Policy

Policy is set of indicator properties which is applied to all indicator which uses this policy. Each indicator uses one policy, but one policy can be used by many indicators.

Policy properties

Policy (name) - you can name policy as you want, but it’s recommended to name custom policies according to purpose (e.g. ‘SSL certificates’ or ‘virtal servers’), but not parameters (‘1 hour’).

Period - main purpose of policy. Time period when indicator should be re-checked. Use int value (seconds) or with suffux (e.g 1h, 30min).

Patience - (Passive indicators only) Time after period when okerr server still expects update for indicator, before switching it to ERR stage. If period is 1h and patience is 20min, indicator will switch to ERR after 1h 20min.

Secret - Secret (password). Required to update indicator. You can use different secrets to different policies. This allows to use okerr client software on untrusted machines without revealing secret used on other machines.

Retry schedule - (Active indicators only) Set of delays (possible empty) for retries when indicator check fails. For example, if retry schedule is “20sec 5min” and check failed, it will be retried again after 20 sec. If failed again, it will be retried after 5min. And only if that check will fail too, indicator will switch to ERR state.

Recovery retry schedule - (Active indicators only) same as Retry schedule, but for indicators in ERR state switching to OK state.

Alert reduction - used to prevent ‘flapping’ when indicator switches state frequently, and alerts are not expected by user. For instance, you may have cron task which stops/locks database at night to make backup. You do not want to have one alert for ‘DB is down’ and one for ‘DB is up’ every night.

Format is: <default reduction time> (<time specification> <reduction time>)* Example value: 0s 00:30-02:00 5m 14:00-14:30 30m

This means default reduction time is 0s (no reduction, alerts are sent immediately). 00:30-02:00 reduction time is 5 min. and 14:00-14:30 reduction time is 30 minutes.

If indicator will switch to ERR at 01:00, alert will be generated but delayed for 5 min until 01:05. If indicator will recover (ERR -> OK) at 01:04, both alerts will be reducted (deleted), no alerts will be send. You will see in log of indicator that it was ERR, but no email or telegram alerts. But if not recovered until 01:05, first alert will be released at 01:05 and you will receive it.

URL to report status changes - URL where okerr will send HTTP POST requests with JSON data when indicator changes status.

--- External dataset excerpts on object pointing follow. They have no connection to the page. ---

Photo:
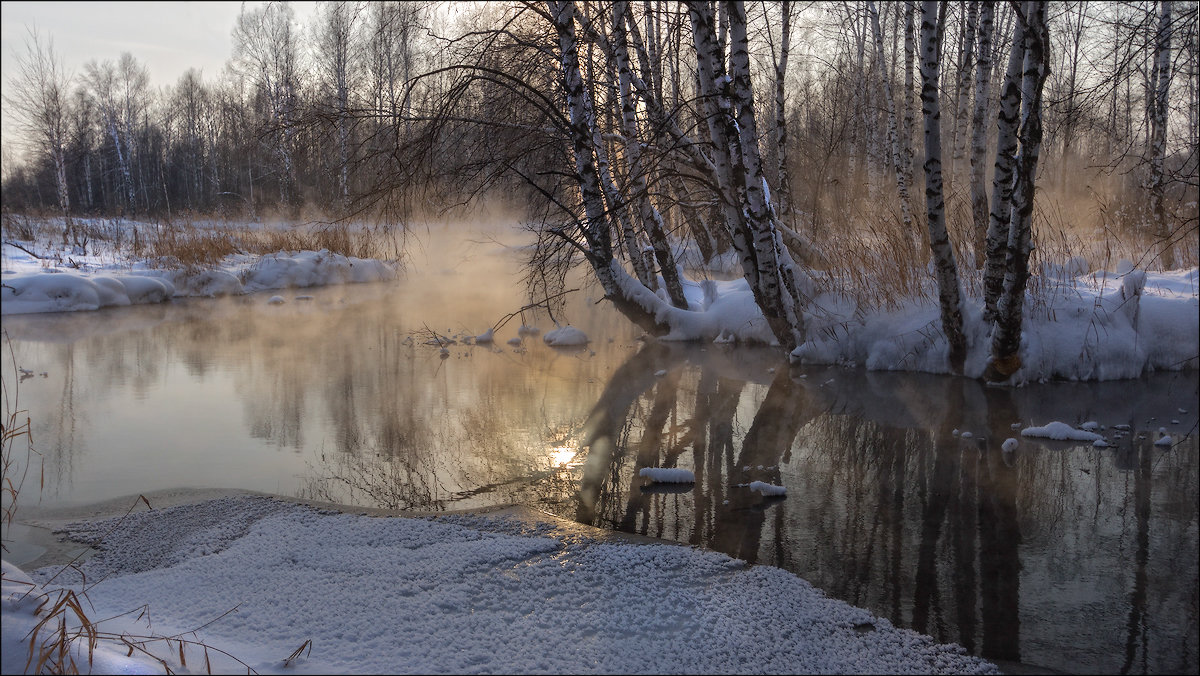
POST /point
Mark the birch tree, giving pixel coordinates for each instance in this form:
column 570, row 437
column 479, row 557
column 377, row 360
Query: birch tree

Example client-side script:

<?php
$filename = '/tmp/okerr-post.log';
$fh = fopen($filename, 'a');
fwrite($fh, date("Y/m/d H:i:s") . " ");
fwrite($fh, $_POST['data']);
fwrite($fh,"\n");
fclose($fh);
?>

Example lines from this logger:

2020/02/19 10:02:25 {"type": "status_change", "textid": "okrrdm", "name": "echo:empty", "old": "ERR", "new": "OK", "details": "0 files checked", "unixtime": 1582106544, "time": "2020-02-19 10:02:24 UTC (+0000)"}
2020/02/19 10:04:10 {"type": "status_change", "textid": "okrrdm", "name": "charlie:maxfilesz", "old": "ERR", "new": "OK", "details": "/var/log/btmp 61.9M", "unixtime": 1582106649, "time": "2020-02-19 10:04:09 UTC (+0000)"}

Autocreate - if checked, new indicators will be created if missing (if update specifies this policy and secret matches.

Accept updates over HTTP - if checked, HTTP updates (usual updates from okerrupdate, okerrmod, okerrclient) are allowed. Otherwise it’s ignored.

Accept updates over SMTP - if checked SMTP updates are allowed.

Allowed client subnets

Each policy has list of subnets in form a.b.c.d/mask (e.g. 1.2.3.0/24) from where okerr will accept updates. 0.0.0.0/0 matches any IPv4 address.

Default policy

Policy with name ‘Default’ is special.

  • You cannot delete Default policy

  • If policy not specified (e.g. when sending update for non-existent indicator), Default policy is used.